El progresismo comparece, de este modo, como el antagonista existencial del conservatismo. Afirmación ésta que, sin embargo, requiere ser bien entendida. Porque este antagonismo no consiste en la dialéctica de una ideología que se contrapone a otra, como dos fuerzas contrarias que se mueven en un mismo plano. Antes bien, el conservatismo es el opuesto del progresismo por cuanto supone la negación del plano ideológico en el que se mueve el progresismo. Pues como bien pudo afirmar H. Stuart Hughes, «el conservatismo es la negación de la ideología». Y lo es porque, como se dijo al principio, la actitud conservadora es la expresión política del sentido religioso. La prueba de que la mentalidad progresista es un artificio intelectual frente a un sentido religioso connatural a todo hombre se halla en el carácter universal de éste frente a aquélla. Cuando Plutarco afirma que «es cosa más fácil fundar una ciudad en el aire que constituir una ciudad sin la creencia de los dioses», pone voz a la sabiduría de la Humanidad de todos los tiempos. En cambio, cuando el progresismo sostiene que una sociedad no requiere en absoluto de un sentido religioso para su conservación y que, antes bien, el progreso de la Humanidad consiste en liberarse de los viejos vínculos religiosos recibidos del pasado, habla exclusivamente por una parte pequeña de esa Humanidad y de tiempos recientísimos. Esta, y no otra, es la gran disyuntiva de nuestro tiempo, la disyuntiva existente entre religión e irreligión y que, llevada a un plano político, se expresa en términos de conservatismo y progresismo.

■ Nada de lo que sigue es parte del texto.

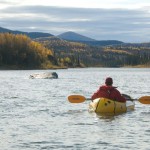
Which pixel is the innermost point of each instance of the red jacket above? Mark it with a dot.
(109, 92)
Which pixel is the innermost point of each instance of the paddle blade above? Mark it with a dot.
(144, 100)
(76, 98)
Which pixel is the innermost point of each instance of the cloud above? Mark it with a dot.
(101, 24)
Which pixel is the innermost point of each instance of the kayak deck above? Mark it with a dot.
(104, 105)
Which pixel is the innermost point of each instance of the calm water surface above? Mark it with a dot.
(35, 113)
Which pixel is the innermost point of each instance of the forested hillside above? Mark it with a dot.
(20, 52)
(73, 54)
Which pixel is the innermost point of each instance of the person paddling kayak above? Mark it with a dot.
(108, 91)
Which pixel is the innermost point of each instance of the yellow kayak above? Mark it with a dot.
(104, 105)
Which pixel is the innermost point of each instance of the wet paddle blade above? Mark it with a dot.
(144, 100)
(76, 98)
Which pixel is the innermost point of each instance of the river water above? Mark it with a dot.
(36, 115)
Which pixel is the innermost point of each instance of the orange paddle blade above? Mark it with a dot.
(76, 98)
(144, 100)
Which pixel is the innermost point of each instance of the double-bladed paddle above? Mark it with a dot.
(81, 98)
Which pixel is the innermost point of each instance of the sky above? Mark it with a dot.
(124, 20)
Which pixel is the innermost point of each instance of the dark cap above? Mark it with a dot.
(109, 81)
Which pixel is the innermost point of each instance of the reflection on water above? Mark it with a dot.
(35, 114)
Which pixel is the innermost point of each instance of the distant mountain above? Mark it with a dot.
(75, 37)
(68, 36)
(72, 36)
(30, 34)
(103, 42)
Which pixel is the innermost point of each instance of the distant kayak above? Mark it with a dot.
(104, 105)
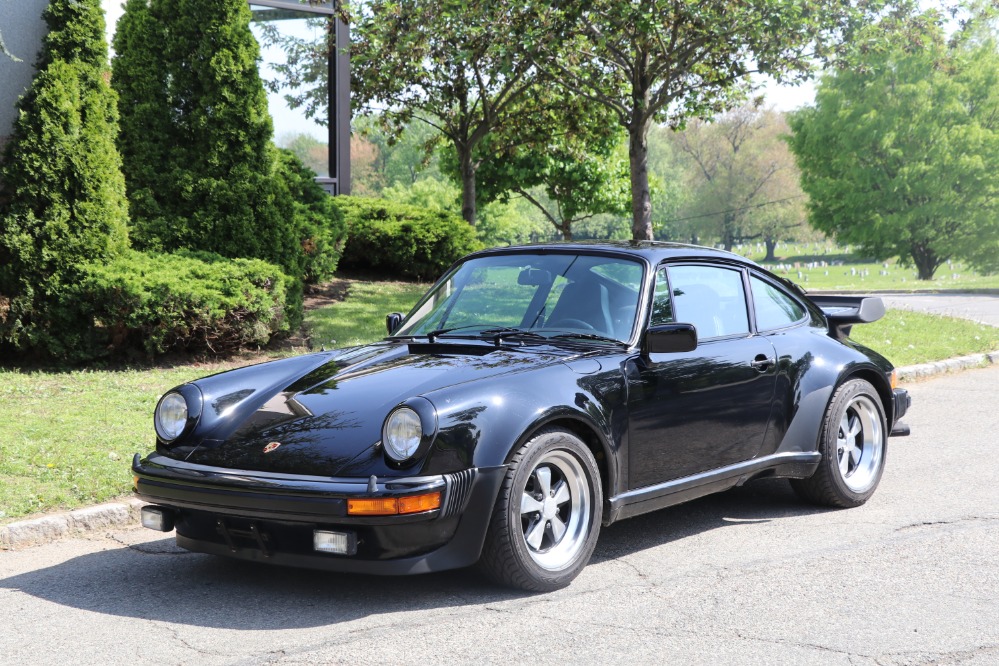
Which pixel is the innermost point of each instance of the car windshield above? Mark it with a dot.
(567, 295)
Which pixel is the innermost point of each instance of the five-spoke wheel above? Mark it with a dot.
(853, 446)
(547, 517)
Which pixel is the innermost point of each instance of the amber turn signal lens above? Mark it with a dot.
(391, 506)
(388, 506)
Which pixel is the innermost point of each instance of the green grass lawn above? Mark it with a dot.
(908, 338)
(360, 317)
(825, 266)
(67, 437)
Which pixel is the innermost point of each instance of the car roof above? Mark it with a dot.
(651, 251)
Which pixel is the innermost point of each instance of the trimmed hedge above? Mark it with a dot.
(141, 304)
(396, 240)
(192, 302)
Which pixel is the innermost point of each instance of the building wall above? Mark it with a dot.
(22, 28)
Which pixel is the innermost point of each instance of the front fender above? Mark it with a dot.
(482, 425)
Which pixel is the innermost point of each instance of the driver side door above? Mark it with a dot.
(696, 411)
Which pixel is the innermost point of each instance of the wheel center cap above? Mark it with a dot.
(549, 509)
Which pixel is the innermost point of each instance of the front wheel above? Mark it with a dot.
(547, 517)
(854, 444)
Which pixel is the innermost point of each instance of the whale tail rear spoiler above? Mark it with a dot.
(842, 312)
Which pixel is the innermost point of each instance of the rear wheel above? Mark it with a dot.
(547, 516)
(854, 444)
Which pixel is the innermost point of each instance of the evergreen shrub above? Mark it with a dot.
(315, 223)
(189, 302)
(396, 240)
(62, 193)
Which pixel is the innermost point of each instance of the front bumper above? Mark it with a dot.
(271, 518)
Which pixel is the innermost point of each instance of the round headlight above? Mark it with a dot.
(402, 434)
(171, 416)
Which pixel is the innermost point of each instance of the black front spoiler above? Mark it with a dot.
(901, 402)
(196, 493)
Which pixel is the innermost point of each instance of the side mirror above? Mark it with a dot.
(670, 339)
(392, 321)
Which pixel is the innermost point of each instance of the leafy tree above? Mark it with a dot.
(402, 157)
(671, 60)
(900, 156)
(742, 178)
(63, 195)
(459, 67)
(314, 153)
(576, 173)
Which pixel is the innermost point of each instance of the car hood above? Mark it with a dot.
(327, 420)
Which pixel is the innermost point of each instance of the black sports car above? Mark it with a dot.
(533, 394)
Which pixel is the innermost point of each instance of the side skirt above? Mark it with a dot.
(677, 491)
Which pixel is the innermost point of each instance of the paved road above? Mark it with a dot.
(751, 576)
(979, 307)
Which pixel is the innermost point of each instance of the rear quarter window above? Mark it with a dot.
(774, 307)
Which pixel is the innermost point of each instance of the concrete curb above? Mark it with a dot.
(50, 528)
(924, 370)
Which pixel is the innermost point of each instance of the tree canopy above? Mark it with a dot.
(900, 156)
(459, 67)
(743, 181)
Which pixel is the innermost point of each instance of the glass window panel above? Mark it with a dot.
(711, 298)
(774, 309)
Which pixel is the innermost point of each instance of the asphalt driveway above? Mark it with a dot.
(978, 307)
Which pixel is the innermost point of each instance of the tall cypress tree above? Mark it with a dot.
(200, 166)
(139, 76)
(62, 193)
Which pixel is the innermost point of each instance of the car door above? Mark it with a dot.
(692, 412)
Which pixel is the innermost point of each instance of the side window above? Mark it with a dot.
(711, 298)
(662, 304)
(774, 308)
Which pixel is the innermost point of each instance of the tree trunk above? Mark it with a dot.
(771, 246)
(641, 202)
(467, 184)
(728, 232)
(927, 261)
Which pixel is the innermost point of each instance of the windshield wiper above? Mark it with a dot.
(587, 336)
(501, 332)
(441, 331)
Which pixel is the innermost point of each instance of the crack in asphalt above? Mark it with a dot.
(953, 521)
(927, 657)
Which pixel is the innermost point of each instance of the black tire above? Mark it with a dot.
(544, 548)
(854, 446)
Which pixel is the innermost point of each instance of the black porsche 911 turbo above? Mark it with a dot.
(532, 395)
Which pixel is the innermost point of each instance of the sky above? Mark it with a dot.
(782, 98)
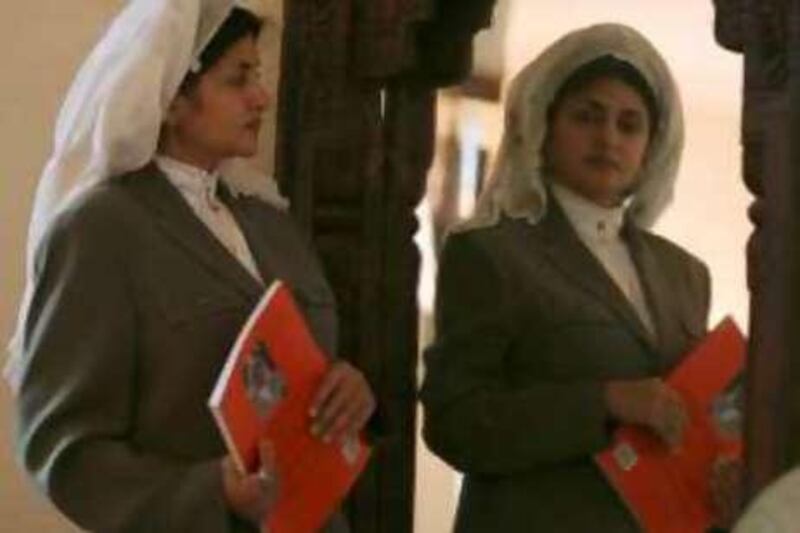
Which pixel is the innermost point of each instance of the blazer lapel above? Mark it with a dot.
(565, 249)
(657, 291)
(254, 234)
(176, 219)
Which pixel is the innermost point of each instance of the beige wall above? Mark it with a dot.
(44, 42)
(708, 215)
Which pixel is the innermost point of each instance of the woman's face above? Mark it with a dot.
(221, 116)
(597, 141)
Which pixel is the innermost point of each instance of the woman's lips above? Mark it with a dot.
(602, 163)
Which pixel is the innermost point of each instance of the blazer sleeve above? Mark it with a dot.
(473, 417)
(76, 401)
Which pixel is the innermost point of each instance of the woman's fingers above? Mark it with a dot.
(251, 495)
(343, 404)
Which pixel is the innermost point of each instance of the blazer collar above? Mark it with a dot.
(564, 248)
(176, 219)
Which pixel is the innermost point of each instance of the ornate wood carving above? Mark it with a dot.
(355, 134)
(767, 32)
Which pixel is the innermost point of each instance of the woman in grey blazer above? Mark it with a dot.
(558, 312)
(146, 260)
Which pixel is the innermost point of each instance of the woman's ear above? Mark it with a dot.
(176, 110)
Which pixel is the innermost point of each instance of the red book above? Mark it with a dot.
(265, 390)
(668, 490)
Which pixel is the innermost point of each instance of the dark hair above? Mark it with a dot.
(239, 24)
(607, 67)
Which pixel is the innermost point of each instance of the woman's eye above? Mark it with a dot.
(631, 126)
(586, 116)
(239, 80)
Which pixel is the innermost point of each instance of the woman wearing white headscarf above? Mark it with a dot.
(147, 250)
(557, 310)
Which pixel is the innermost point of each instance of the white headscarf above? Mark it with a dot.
(110, 120)
(516, 189)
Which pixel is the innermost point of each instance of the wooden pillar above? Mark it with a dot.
(355, 135)
(767, 32)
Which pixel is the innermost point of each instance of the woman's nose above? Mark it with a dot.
(608, 133)
(259, 97)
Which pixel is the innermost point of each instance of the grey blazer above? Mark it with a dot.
(528, 327)
(136, 305)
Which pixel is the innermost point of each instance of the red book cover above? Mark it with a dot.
(265, 390)
(668, 490)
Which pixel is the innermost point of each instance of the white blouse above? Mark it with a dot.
(599, 229)
(199, 189)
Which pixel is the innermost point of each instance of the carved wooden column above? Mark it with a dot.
(767, 32)
(355, 134)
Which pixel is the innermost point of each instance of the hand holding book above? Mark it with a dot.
(276, 386)
(250, 495)
(650, 403)
(342, 404)
(680, 490)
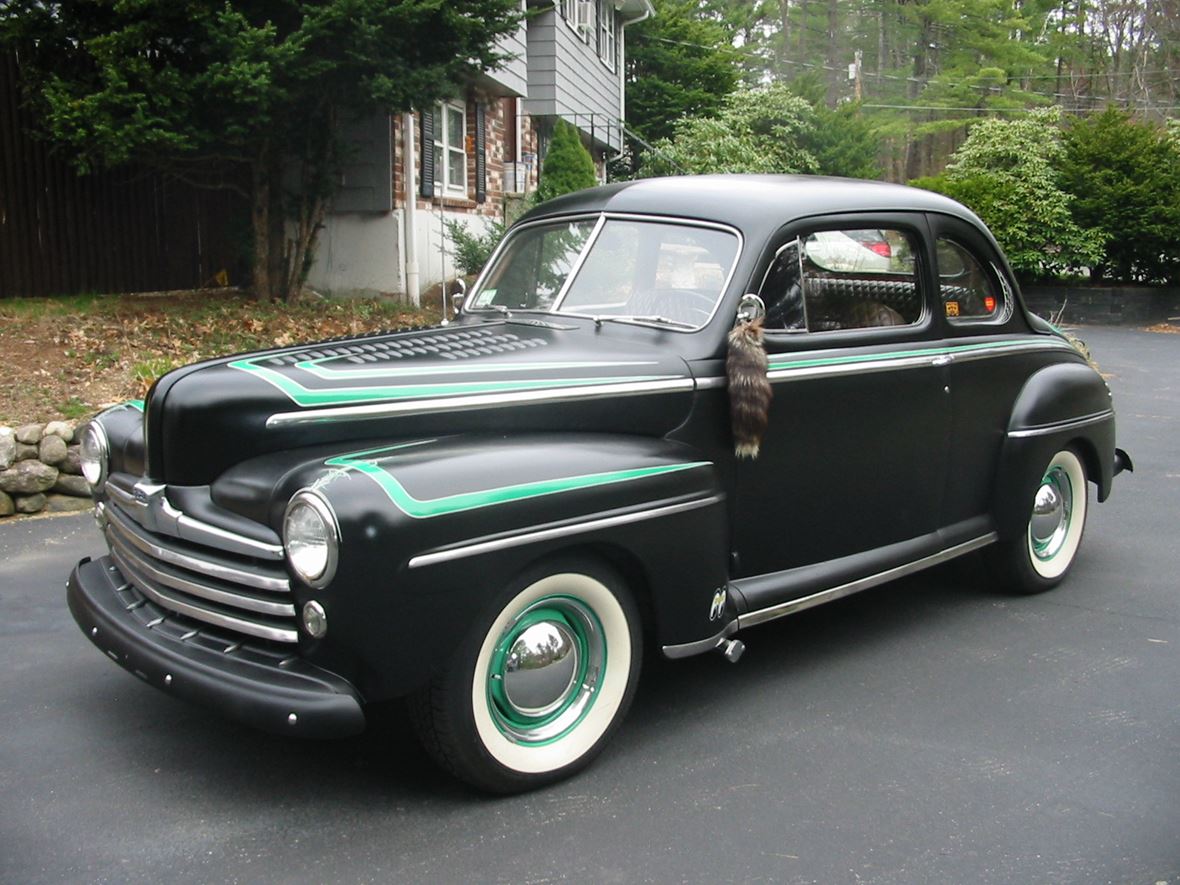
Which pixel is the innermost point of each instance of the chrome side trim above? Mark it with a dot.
(916, 359)
(176, 582)
(126, 530)
(850, 368)
(453, 404)
(563, 531)
(210, 617)
(709, 384)
(1073, 424)
(700, 647)
(854, 587)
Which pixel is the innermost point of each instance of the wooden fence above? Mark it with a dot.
(117, 231)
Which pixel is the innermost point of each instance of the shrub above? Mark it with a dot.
(472, 250)
(1125, 178)
(568, 164)
(1008, 174)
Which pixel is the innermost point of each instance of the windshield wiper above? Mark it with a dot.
(641, 319)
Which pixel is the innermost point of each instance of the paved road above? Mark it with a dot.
(928, 731)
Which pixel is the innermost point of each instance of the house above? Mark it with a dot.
(464, 159)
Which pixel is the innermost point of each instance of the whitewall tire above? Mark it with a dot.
(537, 689)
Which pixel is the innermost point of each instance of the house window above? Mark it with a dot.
(569, 12)
(607, 33)
(450, 150)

Securus iudicat orbis terrarum. La tierra entera juzga con seguridad, un principio asentado por san Agustín y que llevó a John Henry Newman a dar el paso definitivo a la Iglesia católica, y que comparece ahora con la misma fuerza persuasiva en favor del sentido religioso y de una posición existencial conservadora en detrimento de la ideología progresista.